研究課題
細胞の寿命がどのようにして決まるのかを理解することは現代生物学が取り組むべき課題の一つである。そこで、本研究では分裂酵母をモデルとして経時寿命に影響する因子の同定とその機能解明を進め、以下の成果を得た。(1)高発現すると分裂酵母の経時寿命を延長する因子として同定したEcl1ならびにそのパラログEcl2,Ecl3の作用機構を解明する目的で、これらEcl1ファミリーの高発現株のマイクロアレイ解析を行い、経時寿命延長時に共通して発現が上昇する遺伝子群を同定した。遺伝子群の解析から転写因子Prr1がEcl1ファミリーによる寿命延長を仲介する中心的因子であることを明らかにした。(2)上記マイクロアレイ解析から高発現すると経時寿命を延長する新たな遺伝子群を同定した。(3)高発現することで分裂酵母の経時寿命を延長する遺伝子を同定する目的で、分裂酵母のゲノムライブラリーを用いて新たに大規模なスクリーニングを行った。その結果、異なる遺伝子領域に由来する複数の候補を取得した。現在、経時寿命を延長することを指標にして、機能遺伝子の特定を進めている。(4)自然突然変異によって、経時寿命が延長する分裂酵母変異株を大規模にスクリーニングし、候補株を複数取得した。これらについて各種ストレスに対する表現型を解析し、そのうちの一株は、同時にKClに対する感受性を示すことを見出した。この表現型を利用して原因遺伝子の同定を開始している。(5)細胞寿命の維持には正確なチェックポイント機構の発動が重要であると予想される。そこで、複製チェックポイントキナーゼCdslに着目し、下流因子の同定を進めた。
2: おおむね順調に進展している
研究実施計画に従って、研究を実施できた。

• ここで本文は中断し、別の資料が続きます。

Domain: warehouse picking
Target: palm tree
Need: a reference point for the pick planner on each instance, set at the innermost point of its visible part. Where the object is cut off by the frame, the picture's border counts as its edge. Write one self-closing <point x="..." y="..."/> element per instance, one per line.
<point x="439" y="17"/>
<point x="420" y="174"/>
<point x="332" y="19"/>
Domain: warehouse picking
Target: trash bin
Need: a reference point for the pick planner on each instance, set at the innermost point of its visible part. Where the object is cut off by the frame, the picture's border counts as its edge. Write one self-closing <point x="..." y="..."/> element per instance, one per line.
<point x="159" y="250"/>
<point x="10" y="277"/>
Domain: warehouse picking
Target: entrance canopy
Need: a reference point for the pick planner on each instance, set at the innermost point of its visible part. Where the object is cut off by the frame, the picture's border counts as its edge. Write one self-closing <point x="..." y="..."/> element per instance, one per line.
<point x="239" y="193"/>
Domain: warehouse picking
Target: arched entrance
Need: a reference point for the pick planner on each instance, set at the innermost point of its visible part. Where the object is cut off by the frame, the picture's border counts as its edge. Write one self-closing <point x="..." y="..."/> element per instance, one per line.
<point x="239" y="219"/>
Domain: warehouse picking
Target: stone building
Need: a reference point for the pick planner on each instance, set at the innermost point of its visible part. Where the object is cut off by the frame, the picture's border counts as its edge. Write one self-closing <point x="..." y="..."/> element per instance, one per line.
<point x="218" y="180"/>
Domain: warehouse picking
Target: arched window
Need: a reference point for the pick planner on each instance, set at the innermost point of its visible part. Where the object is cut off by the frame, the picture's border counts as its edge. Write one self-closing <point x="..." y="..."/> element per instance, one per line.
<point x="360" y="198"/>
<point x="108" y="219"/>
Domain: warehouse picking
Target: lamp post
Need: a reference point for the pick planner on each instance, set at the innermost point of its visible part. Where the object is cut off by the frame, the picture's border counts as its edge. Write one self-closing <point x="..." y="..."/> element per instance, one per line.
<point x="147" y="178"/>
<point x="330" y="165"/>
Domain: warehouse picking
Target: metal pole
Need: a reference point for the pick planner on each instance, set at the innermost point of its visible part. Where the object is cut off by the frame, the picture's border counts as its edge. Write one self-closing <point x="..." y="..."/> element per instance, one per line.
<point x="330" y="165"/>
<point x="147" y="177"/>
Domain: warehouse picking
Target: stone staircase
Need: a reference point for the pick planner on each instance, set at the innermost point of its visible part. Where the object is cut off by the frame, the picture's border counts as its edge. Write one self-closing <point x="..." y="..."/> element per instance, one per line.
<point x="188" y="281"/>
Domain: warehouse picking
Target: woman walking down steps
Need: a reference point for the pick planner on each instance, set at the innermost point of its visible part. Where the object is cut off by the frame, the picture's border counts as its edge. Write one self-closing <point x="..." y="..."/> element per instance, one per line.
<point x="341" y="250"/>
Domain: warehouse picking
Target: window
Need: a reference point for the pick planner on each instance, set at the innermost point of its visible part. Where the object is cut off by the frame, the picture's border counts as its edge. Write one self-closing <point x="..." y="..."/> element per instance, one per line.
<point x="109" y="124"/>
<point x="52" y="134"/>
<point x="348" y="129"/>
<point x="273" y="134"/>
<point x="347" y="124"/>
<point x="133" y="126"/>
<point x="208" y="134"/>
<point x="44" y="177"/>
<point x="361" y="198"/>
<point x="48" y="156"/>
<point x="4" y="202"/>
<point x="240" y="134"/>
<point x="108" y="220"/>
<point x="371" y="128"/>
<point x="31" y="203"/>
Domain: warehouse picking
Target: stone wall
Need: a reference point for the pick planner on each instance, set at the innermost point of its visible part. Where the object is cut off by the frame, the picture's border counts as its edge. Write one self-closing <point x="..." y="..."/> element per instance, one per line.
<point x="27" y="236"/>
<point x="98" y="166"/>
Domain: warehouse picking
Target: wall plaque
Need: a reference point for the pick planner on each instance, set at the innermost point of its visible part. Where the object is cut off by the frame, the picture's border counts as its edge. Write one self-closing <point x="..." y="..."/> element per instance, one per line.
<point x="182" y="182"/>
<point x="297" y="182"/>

その結果、Ecl1ファミリーによる経時寿命の延長に中心的役割を果たす因子としてレスポンスレギュレーターPrr1を同定できた。加えて、新規な経時寿命延長因子ならびに経時寿命延長変異株の候補も取得できた。これらの解析から、新たな経時寿命因子の同定が進むと期待できる。
スクリーニングによって取得された新たな経時寿命延長因子および変異株に焦点を当てて解析を進める。特に経時寿命延長変異株についてはその原因遺伝子を同定することが重要であるが、困難も予想される。そこで当初予定していた、表現型を相補することを指標にした原因遺伝子のスクリーニングに加えて、高速シークエンサーを用いた変異点の同定も新たに計画に加えて解析を行う予定である。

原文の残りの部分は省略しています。